Une fois le couple uni dans la durée, la flamme du désir, qui était si intense il n'y a pas si longtemps, se consume parfois. C'est humain, la lassitude est naturelle, indépendamment du degré d'attachement à son partenaire, à l'amour qu'on voue pour lui? Comment maintenir la flamme éveillée, vivace? Comment éviter qu'elle s'éteigne complètement et n'ébranle la solidité du couple?

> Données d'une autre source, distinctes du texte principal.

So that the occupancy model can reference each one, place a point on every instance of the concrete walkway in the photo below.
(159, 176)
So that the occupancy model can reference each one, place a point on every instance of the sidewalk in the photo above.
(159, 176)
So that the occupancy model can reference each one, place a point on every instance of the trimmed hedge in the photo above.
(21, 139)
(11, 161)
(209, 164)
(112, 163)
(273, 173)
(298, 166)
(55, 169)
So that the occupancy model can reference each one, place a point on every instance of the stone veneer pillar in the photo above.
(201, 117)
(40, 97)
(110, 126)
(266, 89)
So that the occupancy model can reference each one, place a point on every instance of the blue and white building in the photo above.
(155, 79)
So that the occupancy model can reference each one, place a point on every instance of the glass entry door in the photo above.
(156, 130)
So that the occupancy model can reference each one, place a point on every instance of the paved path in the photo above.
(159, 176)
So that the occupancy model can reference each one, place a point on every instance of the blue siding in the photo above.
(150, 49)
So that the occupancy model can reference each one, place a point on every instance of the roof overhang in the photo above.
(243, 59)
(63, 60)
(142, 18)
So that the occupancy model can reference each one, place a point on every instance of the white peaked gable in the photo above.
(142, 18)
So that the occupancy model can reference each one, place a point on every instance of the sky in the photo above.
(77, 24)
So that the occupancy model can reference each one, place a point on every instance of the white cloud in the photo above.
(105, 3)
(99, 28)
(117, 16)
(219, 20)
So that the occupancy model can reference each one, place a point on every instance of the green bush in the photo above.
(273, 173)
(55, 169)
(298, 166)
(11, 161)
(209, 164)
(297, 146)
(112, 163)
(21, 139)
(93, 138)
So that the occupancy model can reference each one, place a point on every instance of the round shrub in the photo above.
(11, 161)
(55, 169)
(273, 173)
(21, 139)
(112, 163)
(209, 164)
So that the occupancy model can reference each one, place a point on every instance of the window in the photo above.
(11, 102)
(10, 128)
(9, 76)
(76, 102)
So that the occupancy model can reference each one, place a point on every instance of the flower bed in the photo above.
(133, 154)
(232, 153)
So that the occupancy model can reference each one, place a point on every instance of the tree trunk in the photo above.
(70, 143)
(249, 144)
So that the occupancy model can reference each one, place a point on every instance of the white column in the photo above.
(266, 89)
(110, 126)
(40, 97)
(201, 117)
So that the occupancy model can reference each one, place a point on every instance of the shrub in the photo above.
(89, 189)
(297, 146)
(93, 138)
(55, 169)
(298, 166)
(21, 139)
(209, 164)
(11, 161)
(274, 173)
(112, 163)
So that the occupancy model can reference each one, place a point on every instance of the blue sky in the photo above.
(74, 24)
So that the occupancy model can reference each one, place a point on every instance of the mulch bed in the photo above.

Car ce risque est là, camouflé parfois, non-dit, comme en témoignent l'histoire de Ali, 34 ans et des autres, recueillis sous couvert d'anonymat.


"80% de nos désaccords proviennent du sexe"

Ali est sur le point de se séparer avec sa femme avec qui il a vécu six ans. Une union qui a enfanté un petit garçon. "Nos désaccords sont devenus persistants et inéluctables. Ils sont divers mais le facteur de la sexualité ou du manque d'une sexualité épanouie y est pour beaucoup. Je dirai même que 80% de nos désaccords proviennent de là", a confié Ali.

La lassitude sexuelle s'est installée entre eux dès leur deuxième année de mariage "mais je suis resté pour mon enfant", lance-t-il. Ça ne l'a pas empêché de voir ailleurs entre-temps: "Pour moi le sexe c'est un jeu où on prend notre temps, on le fait vite et on tourne le dos mais on doit expérimenter de nouvelles choses où il n'y a pas de tabous, ni d'interdits. Or ma femme ne concevait pas les choses de la même manière, elle m'écoutait sans jamais prendre en compte mes envies. Avec le temps, une distance s'est installée et elle n'est pas que corporelle, elle est psychologique également. C'est pour cela que je suis parti ailleurs", a-t-il expliqué.

Voir ailleurs, c'est le chemin emprunté par Fouad, 55 ans, depuis des années, il est resté marié "sur les papiers", tient-il à préciser. Plus de vingt de mariage et deux enfants. C'est pour ses enfants qu'il dit tenir à préserver son mariage. Fouad fait chambre à part avec sa femme depuis des années. Des années émaillées par des infidélités mutuelles, entamées par des conflits permanents "qui ont pris la place des mots doux".

"Ça devient alors des accrochages constants autour de l'argent, des enfants. Il y a des désaccords ordinaires dans tous les couples mais, parfois les problèmes deviennent structurels et on s'aperçoit qu'on n'a pas la même vision des choses. Le désir se dissipe comme l'amour. Ce qui nous unit, ce sont les enfants, ce qu'on a construit comme biens et pour ne pas les perdre, on reste tout en ayant une autre vie ailleurs".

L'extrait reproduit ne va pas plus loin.